表題番号:2004B-204 日付:2005/03/14
研究課題超高密度不揮発性ナノメモリーの提案
研究者所属(当時) 資格 氏名
(代表者) 理工学術院 教授 堀越 佳治
(連携研究者) 理工学術院 助手 小野満 恒二
研究成果概要
【はじめに】
ペロブスカイト系Mn酸化物の、PrCaMnOは、パルス電圧を印加すると、抵抗を大きく変化させるコロサル型磁気抵抗効果(CMR効果)を発現することで知られている。特に、パルス印加方向を逆転させると、抵抗値が振動し、また可逆性に優れているため、RRAM材料として注目を集めている。また、このCMR効果は、結晶を薄膜にすることで、発現する温度(Tc)の向上が見込まれ、今回スパッタ法によりサファイア基板上にPrCaMnO結晶を成膜した。また、同時に、Si基板、ガラス基板、金属基板上への成長を見込み、スパッタプロセスで作成可能なバッファー層として期待されるGa2O3の探索も行った。
【マグネトロンスパッタ法で作製したGa2O3薄膜】
酸化物半導体β-Ga2O3単結晶は固有な性質として約5.0eVと大きいバンドギャップを持ち、酸素欠陥による導電性を示すことから、従来の半導体にない極紫外光に透明な導電性薄膜や新しいデバイスへの応用が期待されている。単結晶はこの優れた特性にもかかわらず容易壁開性、大きい導電率の異方性を持つことから、応用面の開発には薄膜堆積技術の進展が不可欠である。今回我々は、サファイア基板上に、マグネトロンスパッタ法を用いてGa2O3薄膜を成長した。XRD測定から、基板温度の増加とともに、アモルファスから多結晶β-Ga2O3へと変化した。サファイア基板を用いた場合、基板温度を360度以上とした場合、(-201)配向したβ-Ga2O3 薄膜が成長することがわかった。図1に、成長時の基板温度を変化させた時の室温で測定したカソードルミネッセンススペクトルを示す。アモルファスでは発光は観察されなかったが、多結晶β-Ga2O3ではグリーン発光をしていることがわかった。

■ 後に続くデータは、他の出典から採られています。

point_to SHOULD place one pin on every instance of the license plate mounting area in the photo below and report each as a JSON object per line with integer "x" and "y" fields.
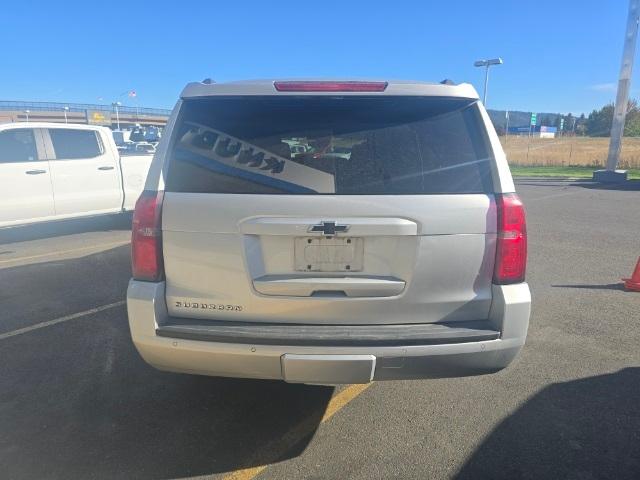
{"x": 329, "y": 254}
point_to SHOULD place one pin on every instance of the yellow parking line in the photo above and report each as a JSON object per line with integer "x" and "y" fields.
{"x": 337, "y": 403}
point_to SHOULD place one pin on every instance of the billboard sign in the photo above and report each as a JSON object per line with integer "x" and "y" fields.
{"x": 98, "y": 117}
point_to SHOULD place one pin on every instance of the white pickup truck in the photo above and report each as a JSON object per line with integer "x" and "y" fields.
{"x": 51, "y": 171}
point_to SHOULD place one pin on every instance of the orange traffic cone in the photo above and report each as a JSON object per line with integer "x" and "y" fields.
{"x": 633, "y": 283}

【スパッタ法によって作製したPrCaMnO結晶の室温CMR効果】
今回実験に用いた試料は、サファイア基板上に成長温度410度で200nm成膜した。この結晶をカソードルミネッセンス(CL)測定したところ、1.89eVおよび3.77eV付近に発光ピークを確認した。この結晶表面に、Au電極を0.5mm間隔で蒸着し、電極間に30V、10msのパルス電圧を印加した際の抵抗の変化を調べた。その結果、抵抗値の変化は可逆ではあるものの、印加方向、印加回数によらずランダムに変化した。これは、電極の面積が大きいため、印加パルスにより、相転移が様々な領域で発生し、パルスによる抵抗制御が不完全となったためと考えられる。今後、電極の形状、材料の選択により、安定したCMR効果の発現を目指す。